LAVELLE SEARCY, Plaintiff,
v.
MACOMB COUNTY JAIL, et al., Defendant.

Honorable Denise Page Hood, J.

ORDER DENYING MOTION TO APPOINT COUNSEL [269]

ELIZABETH A. STAFFORD United States Magistrate Judge

Plaintiff Lavelle Searcy, a prisoner proceeding pro se, moves for appointment of counsel. [269]. This is Searcy’s fourth such motion, the previous three having been denied without prejudice. [3, 31, 48, 58, 184, 227]. Since this case’s inception, all defendants have been dismissed but for recently added defendant Macomb County. [265]. Searcy’s complaint alleges Eighth Amendment violations related to the conditions of his confinement.

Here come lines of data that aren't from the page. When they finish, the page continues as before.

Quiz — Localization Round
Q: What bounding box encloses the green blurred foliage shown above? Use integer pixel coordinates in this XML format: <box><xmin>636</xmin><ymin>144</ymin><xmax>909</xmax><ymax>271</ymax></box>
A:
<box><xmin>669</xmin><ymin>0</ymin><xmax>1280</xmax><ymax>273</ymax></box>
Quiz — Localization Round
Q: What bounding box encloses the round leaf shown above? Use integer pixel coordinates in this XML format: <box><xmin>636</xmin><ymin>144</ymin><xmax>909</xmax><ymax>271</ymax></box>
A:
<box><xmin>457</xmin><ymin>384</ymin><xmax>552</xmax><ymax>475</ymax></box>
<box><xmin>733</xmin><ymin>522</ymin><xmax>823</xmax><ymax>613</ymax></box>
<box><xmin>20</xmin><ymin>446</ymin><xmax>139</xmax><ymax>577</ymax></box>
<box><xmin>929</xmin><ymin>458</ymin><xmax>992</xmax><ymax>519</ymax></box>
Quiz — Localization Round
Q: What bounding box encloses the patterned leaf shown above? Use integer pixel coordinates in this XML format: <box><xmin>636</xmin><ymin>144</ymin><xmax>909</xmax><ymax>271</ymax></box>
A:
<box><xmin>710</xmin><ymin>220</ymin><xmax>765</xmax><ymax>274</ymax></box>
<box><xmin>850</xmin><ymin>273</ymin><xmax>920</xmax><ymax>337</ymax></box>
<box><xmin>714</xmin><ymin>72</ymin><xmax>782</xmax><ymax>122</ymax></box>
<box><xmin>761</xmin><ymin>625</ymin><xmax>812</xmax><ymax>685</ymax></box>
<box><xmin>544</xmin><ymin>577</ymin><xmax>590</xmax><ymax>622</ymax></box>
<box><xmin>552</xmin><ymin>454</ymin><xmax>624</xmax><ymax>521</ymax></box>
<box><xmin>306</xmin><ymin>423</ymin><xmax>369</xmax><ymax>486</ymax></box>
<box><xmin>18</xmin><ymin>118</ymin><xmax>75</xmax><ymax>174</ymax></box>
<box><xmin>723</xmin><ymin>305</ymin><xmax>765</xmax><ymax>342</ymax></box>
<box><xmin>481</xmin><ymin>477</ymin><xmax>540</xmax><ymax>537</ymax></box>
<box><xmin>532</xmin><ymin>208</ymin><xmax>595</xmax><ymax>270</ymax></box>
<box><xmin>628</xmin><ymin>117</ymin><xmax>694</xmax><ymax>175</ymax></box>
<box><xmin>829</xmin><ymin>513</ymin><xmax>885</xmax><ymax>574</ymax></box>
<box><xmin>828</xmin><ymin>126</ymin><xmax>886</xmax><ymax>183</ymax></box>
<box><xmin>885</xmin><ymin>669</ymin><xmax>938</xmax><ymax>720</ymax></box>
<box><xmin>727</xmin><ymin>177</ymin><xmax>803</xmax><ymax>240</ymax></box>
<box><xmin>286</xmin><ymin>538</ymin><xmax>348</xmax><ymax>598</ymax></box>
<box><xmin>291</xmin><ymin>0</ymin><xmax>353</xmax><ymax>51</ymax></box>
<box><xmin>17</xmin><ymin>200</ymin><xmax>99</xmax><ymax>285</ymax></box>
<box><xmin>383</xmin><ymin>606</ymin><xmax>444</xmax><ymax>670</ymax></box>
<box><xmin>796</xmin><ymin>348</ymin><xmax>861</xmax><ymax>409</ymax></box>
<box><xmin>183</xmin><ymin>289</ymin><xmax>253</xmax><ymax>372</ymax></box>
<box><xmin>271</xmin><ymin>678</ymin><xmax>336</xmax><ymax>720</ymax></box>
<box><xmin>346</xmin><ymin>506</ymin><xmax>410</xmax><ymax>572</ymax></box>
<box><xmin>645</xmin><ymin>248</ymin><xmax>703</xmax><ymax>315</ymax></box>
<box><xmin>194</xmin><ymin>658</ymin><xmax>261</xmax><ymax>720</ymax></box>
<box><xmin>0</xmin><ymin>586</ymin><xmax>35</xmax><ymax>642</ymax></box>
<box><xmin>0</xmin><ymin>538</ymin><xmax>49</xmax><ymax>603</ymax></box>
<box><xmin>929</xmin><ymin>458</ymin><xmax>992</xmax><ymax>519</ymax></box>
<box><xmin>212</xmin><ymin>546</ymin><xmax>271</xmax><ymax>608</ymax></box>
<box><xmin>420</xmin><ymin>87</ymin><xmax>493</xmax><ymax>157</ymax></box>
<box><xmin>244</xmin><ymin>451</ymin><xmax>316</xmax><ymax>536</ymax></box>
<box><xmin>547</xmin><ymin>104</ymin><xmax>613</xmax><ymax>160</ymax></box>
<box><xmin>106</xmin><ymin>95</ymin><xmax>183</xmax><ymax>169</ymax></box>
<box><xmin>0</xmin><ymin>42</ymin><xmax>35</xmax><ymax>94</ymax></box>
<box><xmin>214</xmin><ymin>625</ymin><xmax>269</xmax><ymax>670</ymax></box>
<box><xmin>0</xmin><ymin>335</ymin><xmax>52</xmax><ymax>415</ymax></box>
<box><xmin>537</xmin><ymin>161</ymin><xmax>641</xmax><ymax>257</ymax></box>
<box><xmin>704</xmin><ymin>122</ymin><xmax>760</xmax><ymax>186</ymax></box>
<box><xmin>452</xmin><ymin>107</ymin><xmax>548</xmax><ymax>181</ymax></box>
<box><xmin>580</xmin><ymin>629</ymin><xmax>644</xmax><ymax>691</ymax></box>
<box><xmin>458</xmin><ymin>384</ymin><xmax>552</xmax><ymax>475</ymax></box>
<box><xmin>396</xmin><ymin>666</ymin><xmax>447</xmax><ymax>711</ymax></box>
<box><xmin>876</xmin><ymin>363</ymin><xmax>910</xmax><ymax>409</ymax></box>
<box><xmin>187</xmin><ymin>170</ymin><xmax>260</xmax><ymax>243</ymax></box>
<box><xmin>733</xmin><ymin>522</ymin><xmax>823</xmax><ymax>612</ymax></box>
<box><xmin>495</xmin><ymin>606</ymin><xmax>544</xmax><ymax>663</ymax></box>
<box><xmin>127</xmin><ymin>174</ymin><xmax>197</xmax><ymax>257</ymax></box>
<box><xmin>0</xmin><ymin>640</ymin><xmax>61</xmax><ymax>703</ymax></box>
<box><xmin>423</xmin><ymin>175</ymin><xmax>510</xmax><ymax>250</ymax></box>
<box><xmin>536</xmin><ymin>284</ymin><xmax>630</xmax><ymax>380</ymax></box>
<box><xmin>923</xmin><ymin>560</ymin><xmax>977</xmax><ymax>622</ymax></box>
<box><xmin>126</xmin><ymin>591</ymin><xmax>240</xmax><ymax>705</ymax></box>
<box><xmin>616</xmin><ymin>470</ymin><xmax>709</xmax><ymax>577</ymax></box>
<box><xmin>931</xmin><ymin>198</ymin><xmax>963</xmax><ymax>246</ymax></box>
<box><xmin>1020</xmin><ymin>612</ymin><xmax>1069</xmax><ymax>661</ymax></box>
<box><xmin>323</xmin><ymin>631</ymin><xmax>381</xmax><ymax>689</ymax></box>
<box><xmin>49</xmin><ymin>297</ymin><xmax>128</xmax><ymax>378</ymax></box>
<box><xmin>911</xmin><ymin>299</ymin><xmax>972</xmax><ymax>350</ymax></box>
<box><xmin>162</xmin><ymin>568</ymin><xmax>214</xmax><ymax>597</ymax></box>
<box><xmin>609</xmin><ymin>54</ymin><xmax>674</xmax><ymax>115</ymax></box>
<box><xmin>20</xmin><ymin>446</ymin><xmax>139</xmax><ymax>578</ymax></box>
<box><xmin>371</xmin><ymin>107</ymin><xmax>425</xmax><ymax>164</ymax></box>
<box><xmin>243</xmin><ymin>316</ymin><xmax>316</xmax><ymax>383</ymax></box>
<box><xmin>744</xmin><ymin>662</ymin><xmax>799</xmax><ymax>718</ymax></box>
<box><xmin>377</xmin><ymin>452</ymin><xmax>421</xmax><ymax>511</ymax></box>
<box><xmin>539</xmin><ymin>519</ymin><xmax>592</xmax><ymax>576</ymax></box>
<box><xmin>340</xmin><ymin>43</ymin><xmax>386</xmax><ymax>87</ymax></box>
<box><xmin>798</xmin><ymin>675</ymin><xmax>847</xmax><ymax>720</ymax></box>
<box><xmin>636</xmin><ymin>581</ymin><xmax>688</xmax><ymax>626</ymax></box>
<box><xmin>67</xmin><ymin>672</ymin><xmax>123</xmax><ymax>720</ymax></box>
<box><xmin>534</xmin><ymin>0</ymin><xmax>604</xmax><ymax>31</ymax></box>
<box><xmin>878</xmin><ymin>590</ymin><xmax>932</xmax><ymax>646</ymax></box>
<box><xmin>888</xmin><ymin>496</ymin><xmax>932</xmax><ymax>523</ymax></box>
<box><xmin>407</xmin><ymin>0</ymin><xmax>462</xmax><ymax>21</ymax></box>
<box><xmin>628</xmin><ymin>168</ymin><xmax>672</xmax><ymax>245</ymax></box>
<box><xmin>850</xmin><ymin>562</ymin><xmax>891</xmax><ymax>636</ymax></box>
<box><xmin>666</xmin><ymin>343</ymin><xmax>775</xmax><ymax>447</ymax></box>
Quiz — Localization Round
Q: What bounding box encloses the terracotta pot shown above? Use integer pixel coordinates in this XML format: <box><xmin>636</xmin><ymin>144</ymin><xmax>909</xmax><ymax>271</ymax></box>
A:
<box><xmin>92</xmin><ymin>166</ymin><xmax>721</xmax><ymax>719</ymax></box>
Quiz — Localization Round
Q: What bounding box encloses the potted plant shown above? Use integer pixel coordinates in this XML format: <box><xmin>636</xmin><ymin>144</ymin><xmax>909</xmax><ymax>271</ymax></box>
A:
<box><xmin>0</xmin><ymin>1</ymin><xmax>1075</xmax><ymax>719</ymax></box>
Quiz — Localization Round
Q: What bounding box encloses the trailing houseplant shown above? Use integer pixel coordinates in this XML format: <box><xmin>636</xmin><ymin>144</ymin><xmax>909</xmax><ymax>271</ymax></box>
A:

Searcy again seeks appointment of counsel, alleging no new facts in support of his petition, only that he remains indigent, that his case involves complex issues and that he has limited access to the law library. [269, Pg. ID 1638]. He also alleges that he has attempted to contact attorneys, but has received no response. [Id.].

Pursuant to 28 U.S.C. § 1915(e)(1), “[t]he court may request an attorney to represent any person unable to afford counsel.” Appointment of counsel under § 1915(e)(1) is not a constitutional right in a civil action; a district court is vested with broad discretion to determine whether “exceptional circumstances” warrant such an appointment. Lavado v. Keohane, 992 F.2d 601, 604-06 (6th Cir. 1993). In making this determination, the Court considers the nature of the case, the party’s ability to represent himself, the complexity of the legal and factual issues, and whether the claims being presented are frivolous or have a small likelihood of success. Id. Appointment of counsel pursuant to § 1915(e)(1) is rare because “there are no funds appropriated to pay a lawyer or to even reimburse a lawyer’s expense.” Clarke v. Blais, 473 F.Supp.2d 124, 125 (D. Me. 2007).

Having reviewed Searcy’s case filings to date, and considering the relevant factors, the Court finds that Searcy does not show exceptional circumstances meriting the appointment of counsel at this juncture. Despite his incarceration and lack of legal training, Searcy has adequately prosecuted this case for the past five years. Further, Searcy identifies no specific difficulties he experiences due to his indigency or confinement with respect to participating in discovery or other aspects of this case. Indeed, despite his confinement, he has managed to file easily more than one hundred motions and other documents to date in this case. For these reasons, Searcy’s motion to appoint counsel [269] is DENIED WITHOUT PREJUDICE. IT IS SO ORDERED.

NOTICE TO THE PARTIES REGARDING OBJECTIONS

The parties’ attention is drawn to Fed.R.Civ.P. 72(a), which provides a period of fourteen (14) days from the date of receipt of a copy of this order within which to file objections for consideration by the district judge under 28 U.S.C. §636(b)(1).